In debt markets, shorter-dated US Treasuries remained under pressure as traders bet on the Federal Reserve raising interest rates rapidly this year to battle surging inflation. The Treasury yield curve, which charts the returns on bonds of different maturities and traditionally slopes upwards, continued to flatten as investors avoided near-term economic risk.
Price action in the Treasury market has also been exaggerated by a lack of liquidity — the ease with which traders can buy and sell securities — after investors turned bearish on bonds, whose fixed-income payments are eroded by inflation.
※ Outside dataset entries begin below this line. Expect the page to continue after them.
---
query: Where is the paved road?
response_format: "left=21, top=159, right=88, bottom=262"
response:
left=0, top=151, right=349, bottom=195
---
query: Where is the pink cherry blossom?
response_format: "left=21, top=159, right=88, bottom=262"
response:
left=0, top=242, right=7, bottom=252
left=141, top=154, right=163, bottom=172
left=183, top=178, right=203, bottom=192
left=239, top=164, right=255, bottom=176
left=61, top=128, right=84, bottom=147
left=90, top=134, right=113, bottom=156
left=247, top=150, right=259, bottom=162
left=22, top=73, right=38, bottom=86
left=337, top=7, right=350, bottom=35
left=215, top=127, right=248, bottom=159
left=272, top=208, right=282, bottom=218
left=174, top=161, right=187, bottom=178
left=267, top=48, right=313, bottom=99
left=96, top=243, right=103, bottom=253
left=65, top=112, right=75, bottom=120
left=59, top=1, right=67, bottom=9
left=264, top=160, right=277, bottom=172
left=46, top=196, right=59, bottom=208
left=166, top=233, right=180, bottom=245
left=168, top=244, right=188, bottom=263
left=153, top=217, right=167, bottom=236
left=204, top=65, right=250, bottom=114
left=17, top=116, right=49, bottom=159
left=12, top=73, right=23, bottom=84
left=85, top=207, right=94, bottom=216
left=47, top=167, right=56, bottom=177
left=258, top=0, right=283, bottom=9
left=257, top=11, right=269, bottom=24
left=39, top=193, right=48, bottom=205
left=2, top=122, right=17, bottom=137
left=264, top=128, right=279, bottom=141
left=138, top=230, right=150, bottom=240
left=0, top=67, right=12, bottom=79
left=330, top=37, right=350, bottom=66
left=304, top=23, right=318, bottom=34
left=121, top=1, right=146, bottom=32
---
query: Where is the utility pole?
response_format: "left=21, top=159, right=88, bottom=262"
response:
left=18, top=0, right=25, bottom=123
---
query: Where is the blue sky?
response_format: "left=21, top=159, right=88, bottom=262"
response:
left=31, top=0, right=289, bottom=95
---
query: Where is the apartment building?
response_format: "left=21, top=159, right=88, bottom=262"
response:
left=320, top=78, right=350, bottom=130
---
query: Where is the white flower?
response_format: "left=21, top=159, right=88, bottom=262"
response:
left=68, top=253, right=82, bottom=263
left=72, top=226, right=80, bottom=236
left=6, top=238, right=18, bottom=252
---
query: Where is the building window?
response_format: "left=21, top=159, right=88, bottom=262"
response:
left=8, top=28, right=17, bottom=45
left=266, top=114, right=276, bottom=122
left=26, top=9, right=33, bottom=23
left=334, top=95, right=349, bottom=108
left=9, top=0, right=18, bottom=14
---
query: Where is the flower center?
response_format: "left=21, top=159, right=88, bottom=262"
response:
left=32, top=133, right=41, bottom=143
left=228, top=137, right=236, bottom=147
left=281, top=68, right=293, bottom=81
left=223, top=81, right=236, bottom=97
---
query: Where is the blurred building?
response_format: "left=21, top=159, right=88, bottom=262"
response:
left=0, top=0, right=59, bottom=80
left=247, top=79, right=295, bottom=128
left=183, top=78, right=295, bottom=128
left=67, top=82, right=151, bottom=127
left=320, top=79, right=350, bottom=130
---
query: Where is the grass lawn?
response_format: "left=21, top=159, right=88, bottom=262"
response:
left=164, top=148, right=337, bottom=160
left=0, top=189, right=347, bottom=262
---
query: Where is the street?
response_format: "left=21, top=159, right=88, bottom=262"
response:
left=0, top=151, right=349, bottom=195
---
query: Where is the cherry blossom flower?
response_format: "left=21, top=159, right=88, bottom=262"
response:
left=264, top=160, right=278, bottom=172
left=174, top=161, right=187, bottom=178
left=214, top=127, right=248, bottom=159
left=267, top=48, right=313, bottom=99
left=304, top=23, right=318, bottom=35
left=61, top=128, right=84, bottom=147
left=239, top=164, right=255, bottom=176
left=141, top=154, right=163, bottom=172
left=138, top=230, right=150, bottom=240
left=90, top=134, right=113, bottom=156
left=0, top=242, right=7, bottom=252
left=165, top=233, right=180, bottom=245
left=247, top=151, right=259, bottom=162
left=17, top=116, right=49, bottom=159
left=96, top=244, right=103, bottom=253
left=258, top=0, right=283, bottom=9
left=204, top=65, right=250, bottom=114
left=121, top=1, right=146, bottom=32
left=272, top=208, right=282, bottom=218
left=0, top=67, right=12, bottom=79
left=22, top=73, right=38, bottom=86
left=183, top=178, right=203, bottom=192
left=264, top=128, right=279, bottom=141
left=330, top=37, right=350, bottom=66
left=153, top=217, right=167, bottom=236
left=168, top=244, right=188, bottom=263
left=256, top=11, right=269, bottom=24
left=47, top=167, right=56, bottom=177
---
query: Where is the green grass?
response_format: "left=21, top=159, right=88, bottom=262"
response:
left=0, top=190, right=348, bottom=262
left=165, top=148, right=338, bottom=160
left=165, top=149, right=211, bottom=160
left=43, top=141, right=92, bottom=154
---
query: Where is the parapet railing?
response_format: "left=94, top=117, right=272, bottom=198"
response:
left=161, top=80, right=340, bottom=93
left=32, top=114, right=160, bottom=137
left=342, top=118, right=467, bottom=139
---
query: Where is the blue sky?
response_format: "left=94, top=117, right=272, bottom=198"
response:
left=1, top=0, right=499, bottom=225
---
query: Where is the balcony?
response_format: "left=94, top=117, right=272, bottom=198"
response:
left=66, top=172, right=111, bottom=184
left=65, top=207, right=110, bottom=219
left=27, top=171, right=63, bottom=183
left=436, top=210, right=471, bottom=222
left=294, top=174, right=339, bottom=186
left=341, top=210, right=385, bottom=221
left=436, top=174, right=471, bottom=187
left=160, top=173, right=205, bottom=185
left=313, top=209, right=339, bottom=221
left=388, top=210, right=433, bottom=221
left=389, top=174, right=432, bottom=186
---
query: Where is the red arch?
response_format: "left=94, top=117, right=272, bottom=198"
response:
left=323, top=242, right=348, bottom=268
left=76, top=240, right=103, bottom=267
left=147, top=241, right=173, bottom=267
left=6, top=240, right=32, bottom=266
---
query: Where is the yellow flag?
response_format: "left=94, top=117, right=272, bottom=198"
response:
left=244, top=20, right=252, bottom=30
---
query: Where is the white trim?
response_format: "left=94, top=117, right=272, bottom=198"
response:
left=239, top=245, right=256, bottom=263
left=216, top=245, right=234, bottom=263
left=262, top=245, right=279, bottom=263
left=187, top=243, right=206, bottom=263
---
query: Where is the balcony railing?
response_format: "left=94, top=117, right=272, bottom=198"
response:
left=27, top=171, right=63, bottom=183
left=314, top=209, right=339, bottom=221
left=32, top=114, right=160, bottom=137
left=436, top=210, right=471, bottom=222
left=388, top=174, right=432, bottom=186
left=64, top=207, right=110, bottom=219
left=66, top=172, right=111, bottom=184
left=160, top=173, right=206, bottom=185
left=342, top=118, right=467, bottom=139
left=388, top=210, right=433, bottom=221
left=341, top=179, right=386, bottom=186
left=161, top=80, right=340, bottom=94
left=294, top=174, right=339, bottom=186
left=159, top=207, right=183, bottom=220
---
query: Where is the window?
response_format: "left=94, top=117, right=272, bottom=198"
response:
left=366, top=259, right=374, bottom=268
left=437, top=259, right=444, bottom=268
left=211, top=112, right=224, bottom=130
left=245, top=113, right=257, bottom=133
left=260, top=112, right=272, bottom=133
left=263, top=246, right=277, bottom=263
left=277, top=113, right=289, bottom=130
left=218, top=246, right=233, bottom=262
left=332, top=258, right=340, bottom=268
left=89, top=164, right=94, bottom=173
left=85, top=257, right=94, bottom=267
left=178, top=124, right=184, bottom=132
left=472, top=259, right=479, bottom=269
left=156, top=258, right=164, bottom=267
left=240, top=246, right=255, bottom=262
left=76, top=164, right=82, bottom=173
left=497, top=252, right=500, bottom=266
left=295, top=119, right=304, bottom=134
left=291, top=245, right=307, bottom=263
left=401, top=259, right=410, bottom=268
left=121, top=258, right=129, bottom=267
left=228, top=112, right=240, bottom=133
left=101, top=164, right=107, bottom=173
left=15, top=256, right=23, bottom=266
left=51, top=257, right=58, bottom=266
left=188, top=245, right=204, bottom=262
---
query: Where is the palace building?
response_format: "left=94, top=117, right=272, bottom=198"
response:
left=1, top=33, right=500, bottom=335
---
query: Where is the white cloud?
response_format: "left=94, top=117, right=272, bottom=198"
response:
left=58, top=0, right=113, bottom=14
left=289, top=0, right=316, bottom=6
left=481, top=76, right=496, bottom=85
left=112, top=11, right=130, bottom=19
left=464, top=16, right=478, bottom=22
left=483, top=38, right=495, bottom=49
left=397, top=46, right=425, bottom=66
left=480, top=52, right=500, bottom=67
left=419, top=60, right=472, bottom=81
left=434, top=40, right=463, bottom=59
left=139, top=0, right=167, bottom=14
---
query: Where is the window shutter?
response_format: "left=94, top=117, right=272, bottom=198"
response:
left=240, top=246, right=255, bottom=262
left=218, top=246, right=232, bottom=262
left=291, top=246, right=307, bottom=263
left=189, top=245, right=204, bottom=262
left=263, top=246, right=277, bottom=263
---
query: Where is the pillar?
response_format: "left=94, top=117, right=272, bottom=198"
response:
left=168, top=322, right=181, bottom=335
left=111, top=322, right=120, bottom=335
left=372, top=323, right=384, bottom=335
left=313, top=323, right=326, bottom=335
The yield on the two-year Treasury note, which moves inversely to its price and tracks monetary policy expectations, added almost 0.06 percentage points to 2.44 per cent, 1.7 percentage points above its level at the end of 2021. The benchmark 10-year yield added 0.03 percentage points to 2.51 per cent.
“The US Treasury curve has completely fallen off the rails with brutal liquidity conditions and downright strange price action,” said analysts at Bespoke Investment Group.
“This sort of huge front-end sell-off while the long end rallies tends to come during periods of very high volatility or when the Treasury curve is bear-flattening into a recession.”
In Asia, Hong Kong’s Hang Seng index rose 1.1 per cent and Japan’s Topix gained 0.9 per cent.